E-commerce companies no longer have to worry about battling traditional fraud —exclusively, that is. Now such service businesses also have to take up arms against “fast fraud.”
That’s the phrase used by Chris Uriarte, chief strategy and payments officer at Vesta, a provider of payment services based in Atlanta. According to Uriarte, the spread of smartphone use, combined with the growth of digital goods, has spawned a new category of crime. Scam artists don’t need a physical credit card to swipe digital merchandise.
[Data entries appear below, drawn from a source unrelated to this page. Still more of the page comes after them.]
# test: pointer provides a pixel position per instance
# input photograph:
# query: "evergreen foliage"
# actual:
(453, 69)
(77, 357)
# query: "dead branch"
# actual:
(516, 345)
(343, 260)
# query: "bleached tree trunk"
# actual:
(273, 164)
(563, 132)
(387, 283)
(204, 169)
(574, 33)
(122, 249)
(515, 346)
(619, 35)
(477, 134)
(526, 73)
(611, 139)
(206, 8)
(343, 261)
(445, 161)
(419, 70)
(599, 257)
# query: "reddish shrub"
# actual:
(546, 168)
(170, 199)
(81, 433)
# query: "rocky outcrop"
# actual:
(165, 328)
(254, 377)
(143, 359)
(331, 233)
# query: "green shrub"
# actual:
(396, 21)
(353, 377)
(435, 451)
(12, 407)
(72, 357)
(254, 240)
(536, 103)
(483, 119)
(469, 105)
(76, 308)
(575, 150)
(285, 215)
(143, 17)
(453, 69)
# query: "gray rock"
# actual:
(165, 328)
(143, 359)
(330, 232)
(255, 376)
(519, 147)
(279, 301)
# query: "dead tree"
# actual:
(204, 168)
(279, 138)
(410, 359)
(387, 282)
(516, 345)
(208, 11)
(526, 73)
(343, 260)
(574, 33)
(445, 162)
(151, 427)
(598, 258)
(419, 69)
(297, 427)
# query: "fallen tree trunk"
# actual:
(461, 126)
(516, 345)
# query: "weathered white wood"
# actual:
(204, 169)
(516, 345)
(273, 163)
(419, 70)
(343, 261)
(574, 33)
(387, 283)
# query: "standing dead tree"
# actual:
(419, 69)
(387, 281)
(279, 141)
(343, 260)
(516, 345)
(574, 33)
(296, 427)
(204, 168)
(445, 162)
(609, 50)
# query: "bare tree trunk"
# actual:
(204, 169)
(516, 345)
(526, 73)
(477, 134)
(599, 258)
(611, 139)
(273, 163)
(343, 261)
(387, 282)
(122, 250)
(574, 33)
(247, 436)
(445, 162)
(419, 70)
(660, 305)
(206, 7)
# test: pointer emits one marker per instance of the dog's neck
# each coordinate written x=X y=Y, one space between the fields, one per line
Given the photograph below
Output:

The thieves not only exploit weaknesses in online and mobile fraud-prevention systems, but they also take advantage of the opportunity to quickly resell their ill-gotten stash on the secondary market.
“Since day one when people started buying things over the Internet, there has been fraud—people stealing credit-card information, purchasing goods and having them shipped to a physical location,” says Uriarte. “In that world, it took days or even a week to perpetrate the crime. Now it’s being done in real-time.” The reason: shoppers’ habits have evolved, meaning that they are now comfortable buying such instantly available intangibles as e-tickets and digital media.
In 2014, consumers spent an estimated $6 billion on digital gift cards and $4.5 billion on downloadable music. The thieves, says Uriarte, “move at a pace than is quicker than the merchants can detect them.” Of course, e-commerce companies needn’t develop the expertise in-house to keep up with the criminals; they can outsource the job to third party providers.
Even so, companies need to make sure they have processes in place to detect fraud—fast or otherwise. Here are three suggestions:
- Train employees to ask the right questions. When orders come in by phone, customer-service agents should collect information that they can easily verify. That means not only validating the shipping address, but also asking about the cross-streets. Get the number where customers are calling from, and use a reverse-phone lookup to see if it matches the address.
- Tighten Security Policies. Restrict access to systems to those who absolutely need it and conduct regular audits to track who is logging on and how frequently—and to flag any anomalies. By instituting such procedures, companies can protect both the system and the data it houses. “There are still many big merchants who don’t follow these policies,” says
- Talk openly about security. “Very often companies don’t speak to their employees about the scenarios that can occur,” says Uriarte. “Somebody might call up at night and say, ‘I’m from the database vendor, and I received a call about an incident. I need to access the system.’” Without awareness that such scams exist, an employee might inadvertently enable a hacker to perpetrate a crime. “People have to realize that these security challenges and problems are real,” says Uriarte. “The head-in-the-sand approach is not really a good approach anymore.”